Is using both return value from stripe and updating my backend + using webhooks as a redundant a good solution?
I am so confused bro. Am a self taught developer. i need direct assistance integrating webhook events with my flutterflow app which should send alerts when a payment is made through the payment gateway i used: YOCO
It would be more intuitive and clearer if the webhook is actually the payment and update the order to be paid
But what about the replies? Does this approach assume fire and forget semantics? And what about acknowledging? How will the Application find out that this particular hook is processed? Is there any standard way of doing this? So far those are just fancy words on top of what have been around for decades...
How would Auth be set up to external clients?
The HttpClient in the WebHooks project handles the auth to the external apis, so this could be anything the external api supports, like just an api key in the URL, an OAuth token, ...
Can we remove the WebHook project, and on the external projects, subscribe to the channels the system needs? What do we gain when using the Webhook over Pubsub?
Sure, assuming you can expose it. Webhooks are just push mechanisms for untrusted or external consumers to subscribe to events. Ultimately it is pub/sub, it's just how they get notified is through an HTTP request callback to them.
Would you consider the cross-language ReactiveX API an implementation of pub-sub, or do you think that's just an observer?
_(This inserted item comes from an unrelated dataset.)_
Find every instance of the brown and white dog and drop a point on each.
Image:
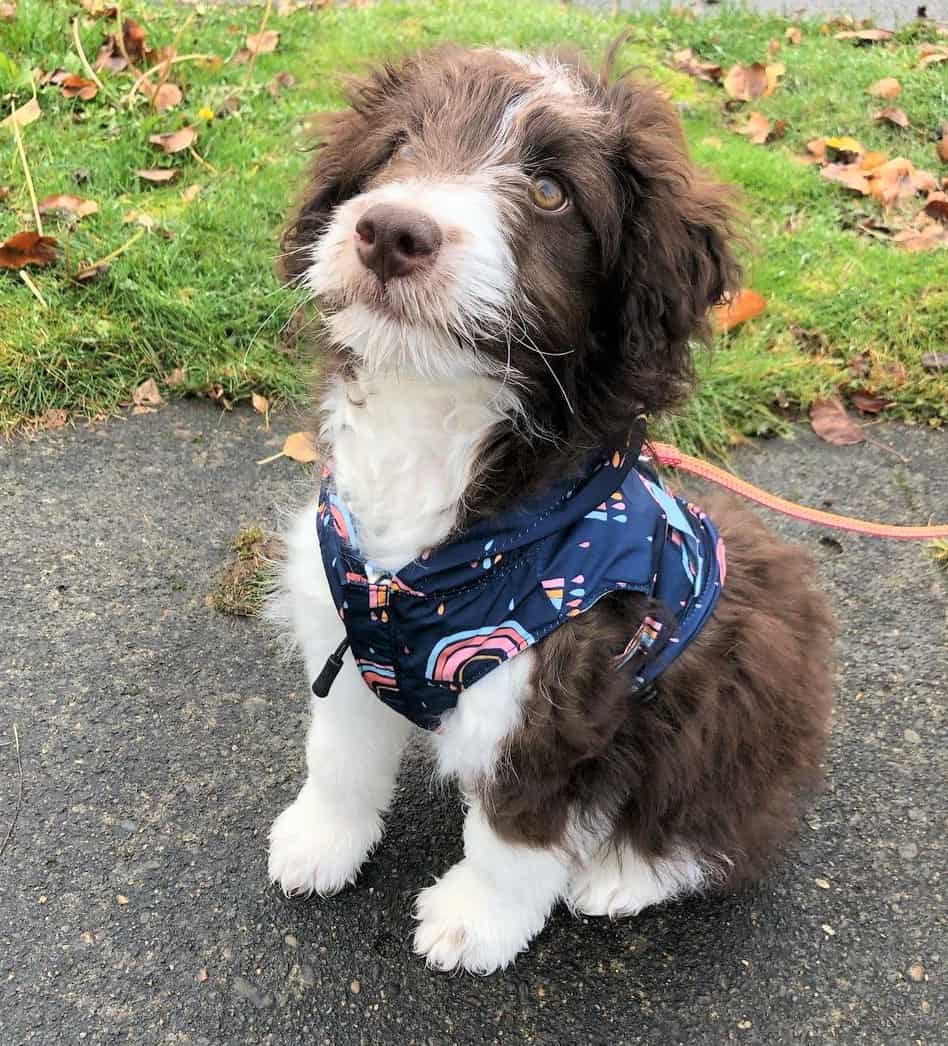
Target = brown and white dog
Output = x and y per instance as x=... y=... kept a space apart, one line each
x=509 y=252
Observers subscribe to the subject. In more event-driven pub-sub, the subscriber doesn't subscribe to the publisher, it subscribes to the broker/topic/channel.
Technically speaking, if you separate the webhook from the other processes, is it still a web "hook"? I've been told the name and definition comes from the fact that it "hooks *into*" some other process. If you separate it, it is no longer hooking into anything. Right?
why do we need the extra webhook service layer?! it seems redundant!
What's sending webhooks (http requests to external HTTP APIs) is decoupled from your application code that's generating the event. Sending an HTTP request to an external service is likely going to require fault tolerance (timeouts, unavailable, latency, etc) that you want to handle in isolation.
@@CodeOpinion cheers. that's enlightening. thank you derek :)
huh
you talk way too slow
Thaaaaaaaank............ yooooooou........... for........................................the..... coooooment!